Immediatamente applicabile la nuova disciplina sull’impugnazione ai soli effetti civili? Si delinea un contrasto in Cassazione

Cass., Sez. IV, ord. 24 gennaio 2023, n. 2854 e Cass., Sez. V., sent. 31 gennaio 2023, n. 3990



1. La Suprema Corte, con le due decisioni in esame, ha affrontato il tema dell’applicabilità della previsione di cui all’art. 573, c. 1-bis, c.p.p., introdotta dal d.lgs. 10 ottobre 2022, n. 150, alle impugnazioni presentate avverso provvedimenti emessi prima del 30 dicembre 2022 (momento di entrata in vigore della riforma).

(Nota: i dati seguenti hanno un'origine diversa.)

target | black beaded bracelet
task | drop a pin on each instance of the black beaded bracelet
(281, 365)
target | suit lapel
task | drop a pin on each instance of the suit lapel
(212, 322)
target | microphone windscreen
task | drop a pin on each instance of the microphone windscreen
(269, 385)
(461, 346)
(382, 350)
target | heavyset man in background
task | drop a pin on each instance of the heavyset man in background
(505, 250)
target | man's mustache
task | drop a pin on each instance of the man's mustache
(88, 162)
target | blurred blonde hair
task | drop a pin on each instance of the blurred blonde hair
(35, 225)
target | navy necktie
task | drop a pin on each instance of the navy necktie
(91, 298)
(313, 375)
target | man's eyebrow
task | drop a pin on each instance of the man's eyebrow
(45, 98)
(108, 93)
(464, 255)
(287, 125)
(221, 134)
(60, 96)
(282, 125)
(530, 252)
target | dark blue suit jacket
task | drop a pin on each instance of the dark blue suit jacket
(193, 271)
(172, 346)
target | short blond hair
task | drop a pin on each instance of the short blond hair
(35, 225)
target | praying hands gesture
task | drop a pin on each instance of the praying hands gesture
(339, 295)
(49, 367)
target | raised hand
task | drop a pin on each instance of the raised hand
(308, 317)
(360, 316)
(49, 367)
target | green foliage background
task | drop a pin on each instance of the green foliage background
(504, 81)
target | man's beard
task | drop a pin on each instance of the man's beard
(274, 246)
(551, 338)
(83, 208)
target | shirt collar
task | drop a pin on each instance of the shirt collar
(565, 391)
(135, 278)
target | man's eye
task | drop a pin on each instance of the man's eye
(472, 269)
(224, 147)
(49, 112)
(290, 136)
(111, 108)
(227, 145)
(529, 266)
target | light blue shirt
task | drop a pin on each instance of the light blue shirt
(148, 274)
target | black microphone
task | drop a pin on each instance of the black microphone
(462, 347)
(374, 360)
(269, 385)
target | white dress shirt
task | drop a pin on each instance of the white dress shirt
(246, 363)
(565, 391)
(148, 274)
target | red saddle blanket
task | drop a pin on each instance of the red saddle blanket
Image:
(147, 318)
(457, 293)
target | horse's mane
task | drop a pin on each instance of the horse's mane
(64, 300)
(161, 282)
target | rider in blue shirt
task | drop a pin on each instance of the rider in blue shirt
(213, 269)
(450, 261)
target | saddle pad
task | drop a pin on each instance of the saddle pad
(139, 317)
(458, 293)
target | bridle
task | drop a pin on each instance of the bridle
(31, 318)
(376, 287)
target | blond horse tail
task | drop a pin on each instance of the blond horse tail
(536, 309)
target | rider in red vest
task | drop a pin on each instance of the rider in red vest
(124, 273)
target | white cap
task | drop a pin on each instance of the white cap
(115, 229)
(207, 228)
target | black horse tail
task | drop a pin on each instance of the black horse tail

La disposizione, da poco entrata in vigore, prevede che, quando l’impugnazione sia presentata ai soli effetti civili, il giudice di appello o la Cassazione, una volta accertata l’ammissibilità della medesima, rinviino per la trattazione al giudice o alla sezione civile competente, che decidono sulla base delle prove raccolte nel processo penale e di quelle eventualmente acquisite dinanzi a sé[1]. Occorre sottolineare che, rispetto a tale previsione, né il d.lgs. n. 150 né la l. 30 dicembre 2022, n. 199, di conversione del decreto-legge n. 162 hanno introdotto alcuna norma transitoria.

A fronte di ciò, si pone dunque il problema dell’immediata applicabilità della nuova disciplina ai procedimenti in corso. In particolare, è possibile chiedersi se, per stabilire se l’art. 573, c. 1-bis sia applicabile al giudizio in svolgimento, si debba avere riguardo al momento dell’emissione del provvedimento impugnato, a quello della presentazione dell’impugnazione, o a quello della celebrazione giudizio di impugnazione.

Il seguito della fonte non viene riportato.